Hyper-automation is a term associated with the collective power of AI, ML and RPA. If you’re running a large organisation and you don’t know what hyper-automation is, that’s not in itself a knowledge crime. Trendy phrases come and go, and it’s difficult to keep up with them. You may even be forgiven for not knowing what RPA means, as it’s arguably a niche acronym that only people “in the business” might know about. But if you don’t know what AI is by now, you’ve been wearing blinkers for too long and should put the FT down, get from behind your desk and start talking to the people who run your organisation. Because it’s not you running it.
When you’re reminded what AI is (because surely you knew but just forgot for a moment), it will be expected that you forgot what ML is too. And the conversation will continue, with ML being thrown around willy-nilly until you return to your desk and Google it. Worse still, you may suffer from so much individual technical debt that you ask your secretary to look it up for you because you’ve no idea how to use the internet.
Technical debt is contagious. If senior leadership suffers from it, it’s likely the whole workforce suffers too. Before you know it, the organisation has gone from one strategy to the next without due diligence around technology and how best to apply it. You’ve cut corners. Each new plan stalls because insufficient care was taken to think things through and consider every angle. This is something we see quite often in automation strategies.
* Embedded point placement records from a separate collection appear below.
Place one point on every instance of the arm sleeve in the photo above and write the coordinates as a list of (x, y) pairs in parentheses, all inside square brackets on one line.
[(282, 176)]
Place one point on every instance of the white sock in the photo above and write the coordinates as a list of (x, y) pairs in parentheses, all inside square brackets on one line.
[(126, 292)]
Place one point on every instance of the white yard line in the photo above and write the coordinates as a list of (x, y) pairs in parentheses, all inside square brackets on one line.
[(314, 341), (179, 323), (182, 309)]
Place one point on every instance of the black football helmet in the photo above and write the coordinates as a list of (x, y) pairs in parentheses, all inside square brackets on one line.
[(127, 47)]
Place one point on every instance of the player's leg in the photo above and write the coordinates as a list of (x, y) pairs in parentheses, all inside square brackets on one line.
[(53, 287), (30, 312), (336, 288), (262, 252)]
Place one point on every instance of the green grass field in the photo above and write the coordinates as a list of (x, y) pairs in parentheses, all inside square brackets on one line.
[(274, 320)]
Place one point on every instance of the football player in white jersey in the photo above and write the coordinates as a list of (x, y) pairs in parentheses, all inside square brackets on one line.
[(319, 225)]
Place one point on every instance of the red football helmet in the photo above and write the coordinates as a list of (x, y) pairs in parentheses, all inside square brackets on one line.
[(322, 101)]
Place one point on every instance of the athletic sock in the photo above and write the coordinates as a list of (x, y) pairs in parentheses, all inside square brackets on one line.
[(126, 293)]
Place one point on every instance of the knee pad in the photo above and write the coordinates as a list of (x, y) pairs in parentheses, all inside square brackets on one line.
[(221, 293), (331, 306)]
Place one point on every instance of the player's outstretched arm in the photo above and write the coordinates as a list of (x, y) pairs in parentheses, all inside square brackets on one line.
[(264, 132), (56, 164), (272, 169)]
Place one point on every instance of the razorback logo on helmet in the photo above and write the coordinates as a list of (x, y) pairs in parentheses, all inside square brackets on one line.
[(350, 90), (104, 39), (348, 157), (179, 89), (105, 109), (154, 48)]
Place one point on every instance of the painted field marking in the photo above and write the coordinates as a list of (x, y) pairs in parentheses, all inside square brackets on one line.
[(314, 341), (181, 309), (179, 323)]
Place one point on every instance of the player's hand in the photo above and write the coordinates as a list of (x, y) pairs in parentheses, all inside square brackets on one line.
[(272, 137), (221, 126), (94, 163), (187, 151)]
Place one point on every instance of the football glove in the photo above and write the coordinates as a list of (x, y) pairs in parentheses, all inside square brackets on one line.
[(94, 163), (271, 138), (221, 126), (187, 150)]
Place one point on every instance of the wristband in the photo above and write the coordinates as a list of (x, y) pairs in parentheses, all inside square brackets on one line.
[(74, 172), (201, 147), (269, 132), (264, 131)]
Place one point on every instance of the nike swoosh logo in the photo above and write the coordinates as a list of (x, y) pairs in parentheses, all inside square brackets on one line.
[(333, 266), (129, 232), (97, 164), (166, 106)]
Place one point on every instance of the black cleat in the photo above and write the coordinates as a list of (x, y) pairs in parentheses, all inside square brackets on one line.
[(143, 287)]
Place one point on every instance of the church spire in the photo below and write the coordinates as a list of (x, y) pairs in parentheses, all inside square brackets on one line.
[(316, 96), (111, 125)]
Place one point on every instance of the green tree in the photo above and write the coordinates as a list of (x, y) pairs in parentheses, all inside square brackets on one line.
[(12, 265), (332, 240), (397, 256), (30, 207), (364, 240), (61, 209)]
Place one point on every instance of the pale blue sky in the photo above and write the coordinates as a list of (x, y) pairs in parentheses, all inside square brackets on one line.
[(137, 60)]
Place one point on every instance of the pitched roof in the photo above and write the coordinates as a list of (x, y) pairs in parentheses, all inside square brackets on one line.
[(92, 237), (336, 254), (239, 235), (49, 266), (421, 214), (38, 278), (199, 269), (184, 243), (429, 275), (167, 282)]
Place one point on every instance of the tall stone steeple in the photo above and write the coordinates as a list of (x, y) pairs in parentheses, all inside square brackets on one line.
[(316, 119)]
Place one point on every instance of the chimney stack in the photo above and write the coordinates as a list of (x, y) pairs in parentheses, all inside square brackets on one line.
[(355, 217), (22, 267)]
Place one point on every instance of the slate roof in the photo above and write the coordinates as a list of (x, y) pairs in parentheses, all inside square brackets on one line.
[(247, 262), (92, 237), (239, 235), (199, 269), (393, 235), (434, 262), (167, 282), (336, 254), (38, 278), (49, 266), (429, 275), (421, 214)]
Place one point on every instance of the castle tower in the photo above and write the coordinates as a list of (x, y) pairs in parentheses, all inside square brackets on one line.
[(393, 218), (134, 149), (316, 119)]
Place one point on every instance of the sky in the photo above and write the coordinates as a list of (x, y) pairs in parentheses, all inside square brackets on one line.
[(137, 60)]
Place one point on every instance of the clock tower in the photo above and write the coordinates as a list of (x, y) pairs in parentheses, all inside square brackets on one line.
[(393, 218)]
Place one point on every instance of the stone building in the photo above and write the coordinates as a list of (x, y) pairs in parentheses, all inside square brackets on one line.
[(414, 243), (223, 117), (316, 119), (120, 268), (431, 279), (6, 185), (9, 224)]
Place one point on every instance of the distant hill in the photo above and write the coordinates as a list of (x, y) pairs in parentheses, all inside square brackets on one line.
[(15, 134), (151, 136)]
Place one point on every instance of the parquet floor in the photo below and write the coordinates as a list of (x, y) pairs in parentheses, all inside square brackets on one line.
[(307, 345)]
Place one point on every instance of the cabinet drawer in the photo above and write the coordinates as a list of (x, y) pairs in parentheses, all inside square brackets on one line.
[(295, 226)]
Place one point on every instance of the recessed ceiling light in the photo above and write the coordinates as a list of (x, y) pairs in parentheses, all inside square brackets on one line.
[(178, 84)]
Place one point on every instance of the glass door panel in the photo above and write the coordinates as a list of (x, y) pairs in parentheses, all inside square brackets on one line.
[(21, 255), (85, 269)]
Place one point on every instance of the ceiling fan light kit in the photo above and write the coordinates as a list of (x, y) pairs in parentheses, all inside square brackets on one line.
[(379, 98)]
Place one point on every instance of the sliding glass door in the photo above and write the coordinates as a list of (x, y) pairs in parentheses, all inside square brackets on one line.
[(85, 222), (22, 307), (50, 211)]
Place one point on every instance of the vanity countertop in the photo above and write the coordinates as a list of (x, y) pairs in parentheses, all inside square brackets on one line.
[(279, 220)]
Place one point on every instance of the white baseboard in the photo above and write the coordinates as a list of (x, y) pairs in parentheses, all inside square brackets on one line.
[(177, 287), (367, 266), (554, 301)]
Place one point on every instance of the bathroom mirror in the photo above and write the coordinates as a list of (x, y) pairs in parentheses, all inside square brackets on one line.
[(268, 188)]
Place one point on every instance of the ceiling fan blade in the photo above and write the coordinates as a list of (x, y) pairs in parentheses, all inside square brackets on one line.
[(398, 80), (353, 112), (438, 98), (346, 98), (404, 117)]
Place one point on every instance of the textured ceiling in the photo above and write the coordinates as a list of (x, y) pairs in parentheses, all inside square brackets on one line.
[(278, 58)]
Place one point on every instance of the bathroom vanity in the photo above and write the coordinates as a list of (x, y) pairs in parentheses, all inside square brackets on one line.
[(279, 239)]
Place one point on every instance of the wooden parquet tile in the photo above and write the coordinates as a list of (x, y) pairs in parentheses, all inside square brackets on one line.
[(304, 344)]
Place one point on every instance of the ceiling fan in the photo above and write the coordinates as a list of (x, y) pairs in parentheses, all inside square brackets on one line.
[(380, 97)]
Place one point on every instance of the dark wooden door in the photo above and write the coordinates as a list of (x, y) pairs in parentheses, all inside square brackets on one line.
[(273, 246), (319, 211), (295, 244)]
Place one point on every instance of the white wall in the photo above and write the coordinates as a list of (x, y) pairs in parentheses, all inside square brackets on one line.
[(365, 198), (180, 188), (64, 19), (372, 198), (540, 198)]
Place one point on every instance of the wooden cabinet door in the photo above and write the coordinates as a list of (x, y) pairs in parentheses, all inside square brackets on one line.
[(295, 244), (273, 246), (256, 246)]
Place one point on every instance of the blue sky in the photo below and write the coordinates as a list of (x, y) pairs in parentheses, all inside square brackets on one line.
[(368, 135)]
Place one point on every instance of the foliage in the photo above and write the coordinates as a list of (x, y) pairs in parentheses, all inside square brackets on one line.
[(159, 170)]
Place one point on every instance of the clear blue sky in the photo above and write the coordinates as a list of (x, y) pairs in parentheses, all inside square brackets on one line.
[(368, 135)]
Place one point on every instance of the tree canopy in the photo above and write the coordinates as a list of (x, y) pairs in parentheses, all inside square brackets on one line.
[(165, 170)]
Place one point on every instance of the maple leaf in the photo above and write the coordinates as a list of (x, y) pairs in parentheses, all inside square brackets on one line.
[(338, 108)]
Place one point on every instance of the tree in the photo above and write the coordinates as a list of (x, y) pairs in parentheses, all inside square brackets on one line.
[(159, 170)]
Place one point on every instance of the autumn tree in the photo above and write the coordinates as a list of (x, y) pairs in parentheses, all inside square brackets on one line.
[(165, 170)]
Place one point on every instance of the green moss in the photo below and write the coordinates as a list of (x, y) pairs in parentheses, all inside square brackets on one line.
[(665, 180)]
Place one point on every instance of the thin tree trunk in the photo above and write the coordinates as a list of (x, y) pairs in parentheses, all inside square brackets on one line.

Too often, automation isn’t implemented because the foundations on which it’s supposed to operate are shaky. They’re shaky because care wasn’t taken to modernise in manageable steps; to iterate and transform over time, piece by piece, tech by tech. There’s an inherent lack of understanding of how technical processes work at senior leadership level, which undermines how decisions are made, how budgets are managed, and how people are hired and used.
This is why it’s important to acknowledge that a CEO doesn’t necessarily need to know how hyper-automation works, but they should know what it implies. They should understand the outcomes. Being able to navigate safely across rough waters means understanding what each of the crew brings to the journey. It’s the CEO’s responsibility to educate an organisation on the benefits of intelligent automation, and they can only do this if they have an understanding of it.
Being complacent about technology by leaving it to other people renders leadership redundant. It means you don’t know, nor understand how the organisation runs. You’re not at the coalface of seeing processes in action and determining their future. It’s hard to trust in your decisions.
The opposite is being knowledgeable enough to make informed decisions about how to implement change, so that the plans you put in place are robust, backed by wisdom, and fit for the 21st century.